Since January 2022, the platform is clocking 10% month-on-month growth, and a monthly turnover in the range of Rs 120-150 crore. 

“Discourage” clients from trading 

A large number of clients stop trading after making a loss and then come back later after a few months, trade again, and repeat the cycle. That’s the physic of a common trader and hence the reason a platform loses clients. In such a case scenario, a winning strategy would be to educate the traders to do things in the right manner and exit or enter when they need to. 

“A lot of brokers are revenue-driven. When you target revenue, the teams are incentivised (more brokerage) to make the customer trade more. They go beyond their capacities and end up losing more money. You have to educate traders to retain them instead of looking at short term benefits,” says Parth. 

Parth adds that about 60% of traders are receptive to Tradingo’s recommendations. 

The platform keeps the communication active even after a trader exits the platform. 

“A brokerage has to provide some sort of education to its users. Otherwise, you'll get a spike of users, but eventually they will start losing money. But not many are willing to discourage clients from trading because it would be the right thing to do,” says a financial expert. 

Besides Jarvis, Tradingo has a dedicated relationship building team of experts for its premium customers, which, as per the founder, helps in creating the stickiness. The platform also conducts engagement driven online and offline seminars with the traders. 

Revenue model 

Tradingo offers two types of pricing models. One is the usual discount brokerage model (where it charges zero fee on delivery-based orders and flat Rs 20 per order for intraday and other F&O trades). The other is premium services, which comes with a few subscription plans. 

For the premium customers, the intraday charges vary based on the turnover/volumes of the traders. 

About 80% of Tradingo’s revenue comes from premium businesses, which are built over the discount broking business as customers graduate to the former after sometime. 

“A plain discount brokerage spending a heavy amount on acquiring customers using ads, influencer marketing, etc., is not sustainable. The cost is insanely high unless they have investors' money. It further makes no sense if the customer leaves after three months. You have to make them stay and a very few are focusing on that,” the founder says. 

Snapshot of Tradingo app

Plans ahead

Tradingo is now exploring to scale up insurance as its next product, and would leverage Swastika’s licence for the same. Though it does offer margin funding to its clients, it is not looking to expand the same in the light of SEBI mandates, which makes it “difficult” for online brokerages to offer loans.  

At present, Tradingo does US Stocks in partnership with Stockal, besides ETF and mutual funds on the same platform.

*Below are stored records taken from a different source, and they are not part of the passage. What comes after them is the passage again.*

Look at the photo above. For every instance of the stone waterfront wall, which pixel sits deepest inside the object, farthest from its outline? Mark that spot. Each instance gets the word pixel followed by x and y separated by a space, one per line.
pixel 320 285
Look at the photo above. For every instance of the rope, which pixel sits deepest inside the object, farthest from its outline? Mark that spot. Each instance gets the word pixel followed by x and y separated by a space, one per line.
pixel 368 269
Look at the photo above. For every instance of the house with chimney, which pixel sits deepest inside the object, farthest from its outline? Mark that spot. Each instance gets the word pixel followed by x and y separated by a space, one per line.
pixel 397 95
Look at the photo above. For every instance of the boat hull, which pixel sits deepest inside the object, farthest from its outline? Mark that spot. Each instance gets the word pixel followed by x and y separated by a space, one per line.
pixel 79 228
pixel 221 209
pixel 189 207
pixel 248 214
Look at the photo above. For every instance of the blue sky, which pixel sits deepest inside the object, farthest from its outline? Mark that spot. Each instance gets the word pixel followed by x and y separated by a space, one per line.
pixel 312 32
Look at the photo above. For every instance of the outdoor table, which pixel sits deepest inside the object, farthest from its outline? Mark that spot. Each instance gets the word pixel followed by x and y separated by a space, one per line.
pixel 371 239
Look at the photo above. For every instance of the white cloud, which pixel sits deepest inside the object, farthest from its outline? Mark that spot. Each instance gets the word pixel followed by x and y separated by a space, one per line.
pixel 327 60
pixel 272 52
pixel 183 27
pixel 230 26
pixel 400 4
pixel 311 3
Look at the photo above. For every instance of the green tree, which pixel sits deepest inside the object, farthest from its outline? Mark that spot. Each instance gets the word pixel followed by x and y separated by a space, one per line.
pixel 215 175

“Our APIs are public and we've integrated Algo Trading and stock basket platforms like TradeTron and Wealth Desk. Any startup can take APIs from us at no cost and build their platform on top of these APIs. We're working on a quant-based wealth management product for our HNI/Premium customers,” says Parth.

According to ICRA, given the increasing competition and cost of acquisition of clients, brokerage companies are focusing more on increasing the share of wallet. For instance, among the few retail-focused entities, the average revenue per active client increased by 25% to ~Rs 12,788 in FY21 from ~Rs 10,238 in FY20.